SPURGEON: Doesn't your model depend on a system over which you have no quality control? Isn't social networking an unwieldy mechanism for a simple transaction?
If by "unwieldy" you mean "computationally expensive," then yes...but from the user's point of view, how hard we work to dig up recommendations and such isn't really an item of concern -- what the user cares about is the validity of the suggestions. If you look at how Google determines page quality (the page rank algorithm, as modified by 10 years of research, machine learning, etc.) it's also hugely baroque...but it gives excellent results. The fact that Google has to spider the entire web and do an almost incomprehensible amount of work to generate those results isn't relevant.
SPURGEON: Is the editorial content simply there to draw people to the site or is there a PR aspect to it as well?
It's part of an integrated strategy:
* the interviews make our site more interesting, which results in folks mailing around links to the interviews.

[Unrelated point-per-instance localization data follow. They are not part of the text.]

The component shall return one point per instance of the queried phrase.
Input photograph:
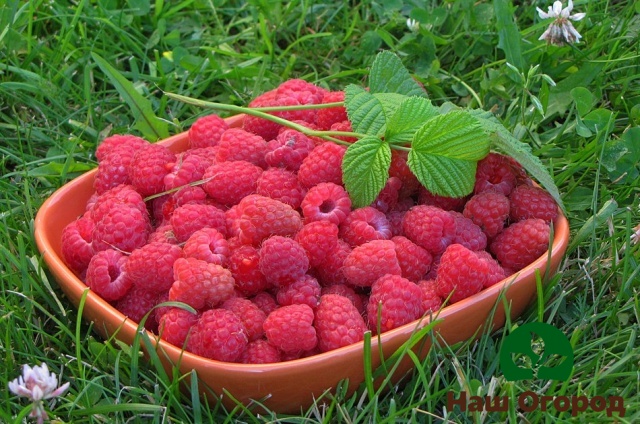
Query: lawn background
(57, 104)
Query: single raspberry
(230, 182)
(136, 304)
(370, 261)
(124, 228)
(461, 273)
(107, 276)
(282, 185)
(330, 115)
(151, 266)
(363, 225)
(244, 264)
(206, 131)
(331, 269)
(348, 292)
(532, 202)
(209, 245)
(266, 302)
(175, 324)
(413, 259)
(431, 302)
(521, 243)
(260, 352)
(199, 283)
(388, 197)
(489, 210)
(288, 149)
(148, 167)
(319, 239)
(394, 301)
(290, 328)
(76, 244)
(250, 314)
(219, 335)
(328, 202)
(186, 169)
(282, 260)
(118, 142)
(425, 197)
(189, 218)
(322, 165)
(238, 144)
(468, 233)
(261, 217)
(338, 323)
(305, 290)
(495, 173)
(429, 227)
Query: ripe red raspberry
(495, 173)
(370, 261)
(238, 144)
(532, 202)
(521, 243)
(219, 335)
(136, 304)
(363, 225)
(288, 149)
(429, 227)
(230, 182)
(107, 276)
(148, 167)
(200, 284)
(206, 131)
(338, 323)
(396, 300)
(468, 233)
(209, 245)
(76, 244)
(189, 218)
(461, 273)
(151, 266)
(260, 352)
(282, 260)
(260, 217)
(250, 314)
(290, 328)
(330, 115)
(431, 302)
(327, 202)
(414, 260)
(305, 290)
(489, 210)
(331, 269)
(187, 169)
(322, 165)
(175, 324)
(282, 185)
(319, 239)
(124, 228)
(425, 197)
(244, 264)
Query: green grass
(56, 104)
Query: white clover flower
(37, 384)
(561, 30)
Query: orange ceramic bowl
(292, 386)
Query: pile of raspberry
(253, 229)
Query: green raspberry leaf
(388, 75)
(445, 152)
(365, 169)
(412, 113)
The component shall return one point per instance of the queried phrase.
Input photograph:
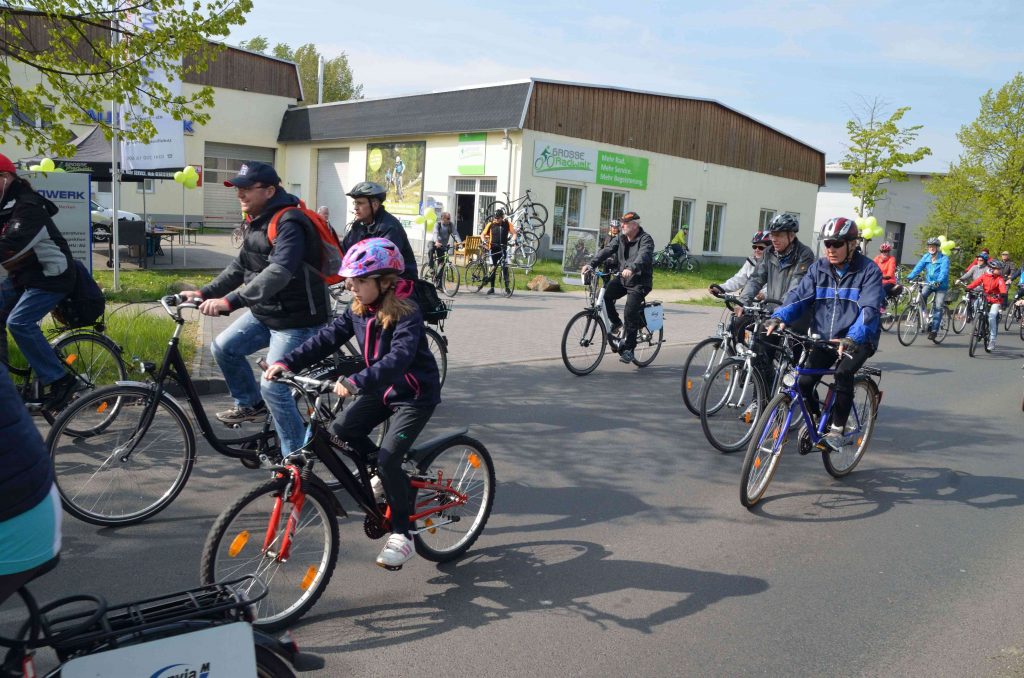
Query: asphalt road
(617, 545)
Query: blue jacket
(28, 472)
(846, 306)
(399, 369)
(936, 272)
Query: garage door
(220, 204)
(332, 175)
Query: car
(101, 219)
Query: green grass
(143, 286)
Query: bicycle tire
(88, 469)
(696, 370)
(908, 326)
(465, 466)
(590, 336)
(961, 316)
(438, 346)
(864, 411)
(728, 420)
(648, 346)
(230, 551)
(451, 280)
(761, 462)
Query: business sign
(560, 161)
(398, 167)
(71, 194)
(614, 169)
(472, 153)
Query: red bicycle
(295, 512)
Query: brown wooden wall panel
(686, 128)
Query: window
(682, 213)
(567, 213)
(714, 218)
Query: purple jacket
(400, 369)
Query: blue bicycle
(772, 428)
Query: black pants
(821, 357)
(634, 307)
(354, 425)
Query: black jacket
(282, 283)
(384, 225)
(637, 255)
(32, 249)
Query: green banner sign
(614, 169)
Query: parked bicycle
(588, 334)
(787, 409)
(285, 530)
(199, 630)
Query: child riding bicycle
(400, 381)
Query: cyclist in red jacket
(995, 293)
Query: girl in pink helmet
(399, 381)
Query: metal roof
(467, 110)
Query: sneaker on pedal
(396, 552)
(241, 414)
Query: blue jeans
(231, 349)
(937, 301)
(20, 310)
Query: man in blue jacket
(845, 290)
(936, 267)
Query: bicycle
(123, 468)
(588, 333)
(735, 391)
(206, 628)
(285, 530)
(442, 272)
(773, 426)
(481, 271)
(918, 315)
(88, 353)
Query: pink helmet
(374, 256)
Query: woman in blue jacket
(936, 267)
(845, 290)
(400, 381)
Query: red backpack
(330, 246)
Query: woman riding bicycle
(400, 381)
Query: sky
(804, 68)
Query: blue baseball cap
(253, 173)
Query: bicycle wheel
(451, 280)
(859, 427)
(648, 346)
(127, 468)
(704, 357)
(764, 451)
(235, 547)
(909, 325)
(438, 346)
(729, 405)
(476, 276)
(960, 316)
(584, 342)
(462, 474)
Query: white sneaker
(398, 550)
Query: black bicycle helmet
(368, 189)
(784, 221)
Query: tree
(338, 82)
(983, 195)
(878, 151)
(68, 43)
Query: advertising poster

* the interviews make authors and artists more aware of us, and often lead to inquiries as to how we can work together
* and, finally, that's the kind of thing I want at the store where I buy my comic books. It's like those horrible "Hair Club for Men" commercials -- I'm not only a HeavyInk employee -- I'm a HeavyInk customer!

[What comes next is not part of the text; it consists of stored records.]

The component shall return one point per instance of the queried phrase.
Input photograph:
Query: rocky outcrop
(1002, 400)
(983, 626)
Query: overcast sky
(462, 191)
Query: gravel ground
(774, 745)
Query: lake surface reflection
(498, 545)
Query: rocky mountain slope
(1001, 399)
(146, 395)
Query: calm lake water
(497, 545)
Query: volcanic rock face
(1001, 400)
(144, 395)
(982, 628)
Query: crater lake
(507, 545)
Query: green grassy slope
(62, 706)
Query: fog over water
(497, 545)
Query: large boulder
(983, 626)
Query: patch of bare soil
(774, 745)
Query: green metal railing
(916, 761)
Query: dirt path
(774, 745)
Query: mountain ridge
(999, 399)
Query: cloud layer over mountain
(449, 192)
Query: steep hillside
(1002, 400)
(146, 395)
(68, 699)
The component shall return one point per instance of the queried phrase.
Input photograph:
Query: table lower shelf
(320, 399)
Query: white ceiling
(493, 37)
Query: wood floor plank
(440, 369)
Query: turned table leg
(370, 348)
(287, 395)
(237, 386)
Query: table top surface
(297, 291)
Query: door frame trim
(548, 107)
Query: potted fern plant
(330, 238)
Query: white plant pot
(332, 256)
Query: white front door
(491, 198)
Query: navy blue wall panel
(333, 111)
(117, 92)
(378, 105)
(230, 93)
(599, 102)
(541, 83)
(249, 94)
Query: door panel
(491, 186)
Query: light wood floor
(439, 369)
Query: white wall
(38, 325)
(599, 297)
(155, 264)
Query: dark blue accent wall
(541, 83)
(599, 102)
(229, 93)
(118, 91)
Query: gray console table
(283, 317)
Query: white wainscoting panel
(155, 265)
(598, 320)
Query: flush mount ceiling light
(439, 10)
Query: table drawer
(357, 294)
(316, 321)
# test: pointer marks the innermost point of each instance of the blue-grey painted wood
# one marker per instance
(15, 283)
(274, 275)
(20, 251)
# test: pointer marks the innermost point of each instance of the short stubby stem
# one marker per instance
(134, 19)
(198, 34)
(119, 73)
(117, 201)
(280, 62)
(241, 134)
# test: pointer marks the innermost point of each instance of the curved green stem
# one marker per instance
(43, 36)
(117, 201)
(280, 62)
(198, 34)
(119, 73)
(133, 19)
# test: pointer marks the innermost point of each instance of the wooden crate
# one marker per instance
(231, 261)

SPURGEON: How are you supplying your comics -- through your own warehouse? Diamond? Amazon?
As of today, we buy most of our inventory from Diamond.
SPURGEON: What's the most hopeful endgame for you in terms of how your company develops from here on out? What might be the next sign you're on the right track?

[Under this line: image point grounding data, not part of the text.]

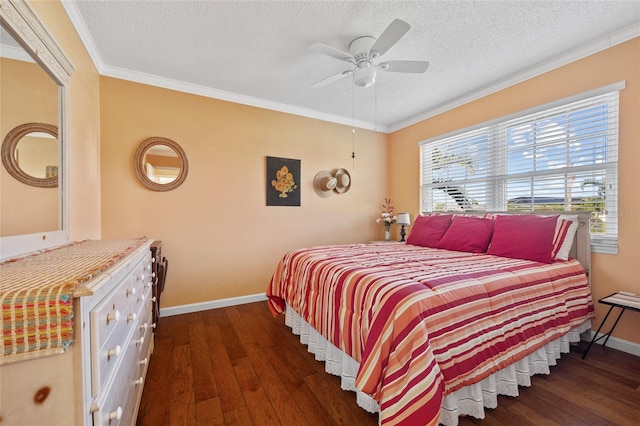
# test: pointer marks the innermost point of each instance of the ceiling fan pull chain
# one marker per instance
(353, 124)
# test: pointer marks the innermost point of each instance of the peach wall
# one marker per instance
(219, 236)
(28, 95)
(610, 273)
(83, 122)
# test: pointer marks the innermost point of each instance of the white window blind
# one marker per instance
(558, 157)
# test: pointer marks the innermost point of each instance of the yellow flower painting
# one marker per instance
(283, 177)
(284, 182)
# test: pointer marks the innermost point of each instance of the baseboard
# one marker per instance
(212, 304)
(619, 344)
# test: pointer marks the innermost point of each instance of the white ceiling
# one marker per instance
(257, 52)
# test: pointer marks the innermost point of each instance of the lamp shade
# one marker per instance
(404, 219)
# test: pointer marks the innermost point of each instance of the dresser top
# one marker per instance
(36, 293)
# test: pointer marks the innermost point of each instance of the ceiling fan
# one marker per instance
(363, 55)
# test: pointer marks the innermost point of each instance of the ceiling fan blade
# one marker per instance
(331, 79)
(390, 36)
(332, 51)
(404, 66)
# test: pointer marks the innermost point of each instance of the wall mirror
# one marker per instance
(30, 154)
(34, 74)
(161, 164)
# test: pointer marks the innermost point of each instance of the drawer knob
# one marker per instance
(113, 316)
(116, 415)
(115, 352)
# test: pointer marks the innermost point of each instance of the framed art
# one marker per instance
(283, 182)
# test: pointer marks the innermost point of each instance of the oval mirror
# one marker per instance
(161, 164)
(30, 154)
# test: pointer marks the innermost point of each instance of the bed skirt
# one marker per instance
(467, 401)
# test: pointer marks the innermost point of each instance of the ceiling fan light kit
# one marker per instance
(363, 54)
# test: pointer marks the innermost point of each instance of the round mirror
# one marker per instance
(30, 154)
(161, 164)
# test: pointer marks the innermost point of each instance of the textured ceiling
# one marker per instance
(257, 52)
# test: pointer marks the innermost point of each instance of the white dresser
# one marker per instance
(99, 378)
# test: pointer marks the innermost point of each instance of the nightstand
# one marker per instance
(622, 300)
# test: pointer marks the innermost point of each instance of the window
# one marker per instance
(557, 157)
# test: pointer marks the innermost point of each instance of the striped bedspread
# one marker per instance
(425, 322)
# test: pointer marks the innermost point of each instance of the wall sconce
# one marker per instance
(404, 220)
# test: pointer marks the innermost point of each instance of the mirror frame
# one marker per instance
(140, 169)
(19, 20)
(9, 146)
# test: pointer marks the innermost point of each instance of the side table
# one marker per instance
(622, 300)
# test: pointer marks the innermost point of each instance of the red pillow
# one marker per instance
(470, 234)
(427, 230)
(526, 237)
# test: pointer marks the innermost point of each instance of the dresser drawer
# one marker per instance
(110, 313)
(108, 356)
(117, 399)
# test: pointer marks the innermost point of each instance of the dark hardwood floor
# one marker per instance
(241, 366)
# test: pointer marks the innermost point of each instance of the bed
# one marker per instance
(436, 328)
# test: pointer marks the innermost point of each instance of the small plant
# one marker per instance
(386, 216)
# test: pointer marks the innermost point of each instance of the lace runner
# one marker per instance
(36, 293)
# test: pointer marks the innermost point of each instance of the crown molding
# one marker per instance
(595, 46)
(587, 49)
(16, 53)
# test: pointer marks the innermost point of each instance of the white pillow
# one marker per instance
(566, 244)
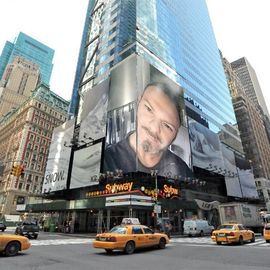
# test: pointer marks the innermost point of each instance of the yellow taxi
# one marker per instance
(266, 232)
(11, 244)
(129, 236)
(232, 233)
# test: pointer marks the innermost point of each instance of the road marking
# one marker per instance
(70, 241)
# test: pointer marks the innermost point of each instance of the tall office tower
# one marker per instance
(19, 80)
(251, 125)
(25, 138)
(186, 52)
(249, 80)
(32, 50)
(153, 115)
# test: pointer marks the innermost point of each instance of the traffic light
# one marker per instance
(20, 170)
(14, 170)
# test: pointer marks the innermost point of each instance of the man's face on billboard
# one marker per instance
(157, 122)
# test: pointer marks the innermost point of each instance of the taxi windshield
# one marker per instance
(227, 227)
(119, 229)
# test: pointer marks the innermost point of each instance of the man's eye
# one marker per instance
(148, 108)
(168, 127)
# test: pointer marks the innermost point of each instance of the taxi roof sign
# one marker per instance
(130, 221)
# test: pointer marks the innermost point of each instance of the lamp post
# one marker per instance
(154, 173)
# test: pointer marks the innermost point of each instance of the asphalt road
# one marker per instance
(62, 252)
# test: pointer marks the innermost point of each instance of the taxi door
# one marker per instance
(152, 238)
(139, 237)
(2, 245)
(244, 232)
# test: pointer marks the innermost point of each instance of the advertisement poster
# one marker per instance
(246, 178)
(205, 147)
(230, 172)
(86, 166)
(146, 130)
(56, 172)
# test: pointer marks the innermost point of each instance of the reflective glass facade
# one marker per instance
(178, 35)
(174, 36)
(32, 50)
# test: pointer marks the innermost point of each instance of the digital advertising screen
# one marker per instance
(56, 172)
(230, 171)
(146, 130)
(94, 113)
(246, 178)
(205, 147)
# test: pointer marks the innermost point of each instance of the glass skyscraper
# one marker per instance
(32, 50)
(174, 36)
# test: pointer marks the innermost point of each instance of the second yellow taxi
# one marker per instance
(129, 236)
(232, 233)
(11, 244)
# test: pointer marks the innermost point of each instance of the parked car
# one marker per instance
(197, 227)
(2, 226)
(11, 244)
(128, 237)
(28, 228)
(232, 233)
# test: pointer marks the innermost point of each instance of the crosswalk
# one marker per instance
(202, 241)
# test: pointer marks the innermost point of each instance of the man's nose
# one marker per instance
(155, 126)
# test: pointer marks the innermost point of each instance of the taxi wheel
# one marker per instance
(241, 240)
(130, 247)
(162, 243)
(12, 249)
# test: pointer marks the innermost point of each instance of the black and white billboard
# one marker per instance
(94, 113)
(246, 178)
(230, 172)
(56, 172)
(205, 147)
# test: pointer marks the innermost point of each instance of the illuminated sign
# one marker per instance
(166, 192)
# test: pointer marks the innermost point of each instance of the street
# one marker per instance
(53, 251)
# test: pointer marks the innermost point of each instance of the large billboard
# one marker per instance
(59, 158)
(205, 147)
(230, 172)
(87, 161)
(94, 113)
(246, 178)
(146, 127)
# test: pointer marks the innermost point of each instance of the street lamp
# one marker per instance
(154, 173)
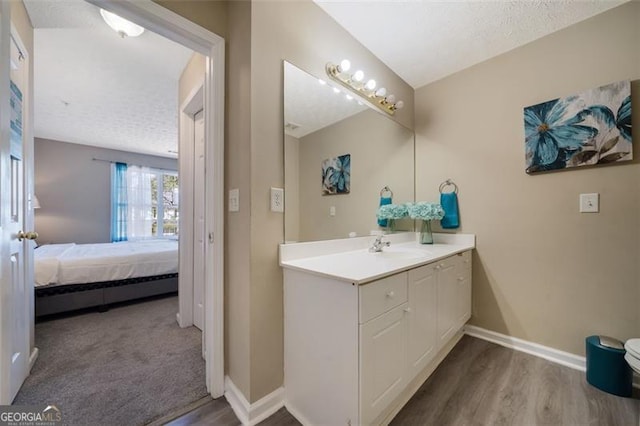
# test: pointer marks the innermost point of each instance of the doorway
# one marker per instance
(159, 20)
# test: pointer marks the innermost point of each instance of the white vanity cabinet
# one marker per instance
(352, 351)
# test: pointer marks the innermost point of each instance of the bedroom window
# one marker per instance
(146, 200)
(165, 204)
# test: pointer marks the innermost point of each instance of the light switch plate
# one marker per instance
(277, 200)
(234, 200)
(589, 203)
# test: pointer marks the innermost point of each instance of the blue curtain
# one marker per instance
(119, 202)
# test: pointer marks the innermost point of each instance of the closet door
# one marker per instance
(199, 221)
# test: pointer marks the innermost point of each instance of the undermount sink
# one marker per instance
(401, 253)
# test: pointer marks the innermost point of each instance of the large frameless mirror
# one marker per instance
(339, 155)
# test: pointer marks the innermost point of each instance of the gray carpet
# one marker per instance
(127, 366)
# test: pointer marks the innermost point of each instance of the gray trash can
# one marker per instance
(606, 367)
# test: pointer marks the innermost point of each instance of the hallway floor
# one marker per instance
(127, 366)
(481, 383)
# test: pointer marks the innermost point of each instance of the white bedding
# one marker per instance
(86, 263)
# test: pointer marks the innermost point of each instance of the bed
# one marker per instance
(76, 276)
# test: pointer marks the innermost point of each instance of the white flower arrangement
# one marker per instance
(392, 211)
(425, 210)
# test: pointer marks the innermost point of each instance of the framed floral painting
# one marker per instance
(336, 175)
(590, 128)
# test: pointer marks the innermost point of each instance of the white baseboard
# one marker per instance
(550, 354)
(33, 357)
(252, 414)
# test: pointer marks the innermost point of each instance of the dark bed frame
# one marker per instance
(54, 299)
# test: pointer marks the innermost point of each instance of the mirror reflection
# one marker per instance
(339, 155)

Getting back to the distinction I drew between "web1.0" startups and us: we didn't get into this thinking "we'll acquire two hundred customers, sell $1,000 of comic books, and then IPO for a bazillion dollars." There's one sure-fire way to build a company, and that's to provide real value to your customers, and improve a little bit each day. If Amazon or Barnes and Noble offers us a private island, a pile of gold, and a gift certificate good for being Best Friends Forever with all of our favorite comic book authors, yeah, it's not impossible that we'd sell...but that's not going to happen, and that's not what we're building the company for.
We're in this for the long haul. Ten years from now -- heck, five years from now -- HeavyInk is (still) going to be the best place to buy comics online, or off. We'll have all the features we have now, all the features that are already on the wish-list, and tons of other features that we haven't even thought of yet (but our customers are busy dreaming up).
You asked about the endgame -- there's no fixed place we want to be. Right now, we can see what "learning, shopping, sharing" means a few years out. Five years from now, we'll be able to see what "learning, shopping, sharing" means a bit further out.
Constant improvement, and constantly delivering value to our customers -- that's what we'll be doing.
We'll know we're on the right track next month, and next year, the same way we know it today: people write emails or forum posts saying how much they love us... and then they tell their friends the same thing.